U.S. Copyright law is constantly evolving based on court rulings. The below cases are of particular note to academic institutions and faculty members.
In 1995, Texaco paid more than $1 million dollars to six publishers because a company researcher systematically made copies of scientific articles from a single-use subscription without obtaining permission from the publisher. That the research was for commercial gain, the court found that Texaco would probably not have purchased multiple copies of the journals, and the copies took the place of purchasing multiple copies (thereby competing with the publishers’ ability to collect license fees) all ruled against Fair Use.
Kinko’s in all paid about $2 million to several publishers for making and selling course packs. Kinkos made the copies, assembled the packs, and sold them without seeking permission for the copyrighted materials.
The Association for Information Media (AIME), a NY-based trade group, and AVP, an educational video publisher and one of AIME’s clients, sued UCLA for streaming videos for student use.

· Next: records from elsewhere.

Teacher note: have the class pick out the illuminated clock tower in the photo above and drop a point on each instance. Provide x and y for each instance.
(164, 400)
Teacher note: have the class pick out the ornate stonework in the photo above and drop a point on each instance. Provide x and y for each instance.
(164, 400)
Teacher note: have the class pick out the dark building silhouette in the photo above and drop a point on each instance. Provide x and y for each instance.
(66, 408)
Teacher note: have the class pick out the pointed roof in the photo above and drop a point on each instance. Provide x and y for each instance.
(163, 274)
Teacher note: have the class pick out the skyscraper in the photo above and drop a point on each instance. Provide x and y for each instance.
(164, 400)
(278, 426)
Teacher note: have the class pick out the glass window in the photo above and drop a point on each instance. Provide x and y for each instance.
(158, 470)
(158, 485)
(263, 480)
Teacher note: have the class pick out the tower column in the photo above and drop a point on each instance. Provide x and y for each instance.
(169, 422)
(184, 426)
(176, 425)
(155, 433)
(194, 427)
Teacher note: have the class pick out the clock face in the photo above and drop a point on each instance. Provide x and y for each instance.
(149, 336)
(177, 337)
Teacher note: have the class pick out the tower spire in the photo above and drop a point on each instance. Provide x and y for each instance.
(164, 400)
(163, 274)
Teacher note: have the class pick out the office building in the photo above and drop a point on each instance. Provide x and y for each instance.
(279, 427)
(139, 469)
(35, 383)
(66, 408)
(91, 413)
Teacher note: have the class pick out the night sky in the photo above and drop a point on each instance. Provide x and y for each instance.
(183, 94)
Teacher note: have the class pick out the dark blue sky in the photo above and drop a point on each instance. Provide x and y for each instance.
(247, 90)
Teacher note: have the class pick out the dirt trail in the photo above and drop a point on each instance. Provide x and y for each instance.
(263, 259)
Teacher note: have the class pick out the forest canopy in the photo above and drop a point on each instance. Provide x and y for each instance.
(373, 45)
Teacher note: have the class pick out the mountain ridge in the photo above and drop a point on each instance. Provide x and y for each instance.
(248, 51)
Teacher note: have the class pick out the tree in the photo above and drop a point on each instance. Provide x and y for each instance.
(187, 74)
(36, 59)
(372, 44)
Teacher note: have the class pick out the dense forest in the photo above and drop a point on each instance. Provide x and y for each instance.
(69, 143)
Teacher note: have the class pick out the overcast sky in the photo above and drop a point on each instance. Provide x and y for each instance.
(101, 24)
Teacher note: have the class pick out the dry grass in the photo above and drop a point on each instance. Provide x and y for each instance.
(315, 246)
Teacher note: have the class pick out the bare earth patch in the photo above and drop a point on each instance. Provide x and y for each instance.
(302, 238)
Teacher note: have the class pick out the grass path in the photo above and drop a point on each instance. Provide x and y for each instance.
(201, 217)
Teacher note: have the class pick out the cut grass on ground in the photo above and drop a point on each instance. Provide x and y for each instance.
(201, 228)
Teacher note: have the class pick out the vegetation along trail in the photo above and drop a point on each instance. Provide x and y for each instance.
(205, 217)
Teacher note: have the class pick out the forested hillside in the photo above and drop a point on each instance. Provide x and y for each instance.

The case has been thrown out. Twice. Notable in this case is that AIME and AVP are not the copyright holders.
This case involves several publishers suing several individuals at Georgia State for using copyrighted materials in e-reserves. Much has been written about the case as it has far reaching implications. An original ruling found mostly in favor of Georgia State, but appeals have been filed and oral arguments on the appeal have begun. The case is still ongoing as of July 27, 2017, when the 11th Circuit Court of Appeal heard arguments.
This case went all the way to the U.S. Supreme Court. Supap Kirtsaeng, a graduate student at the University of Southern California had his friends and family buy hundreds of low-cost Asian editions of Wiley textbooks. He then had them shipped to the US and resold them. Wiley sued and lost. Wiley appealed and won. The Supreme Court ruled in favor of Kirtsaeng.
This case involves Google’s project to digitize millions of books in university libraries as well as those commercially available. The Author’s Guild sued, and the case was dismissed in New York district court. The Author’s Guild appealed, but the U.S. Court of Appeals for the Second Circuit ruled in favor of Google and Fair Use.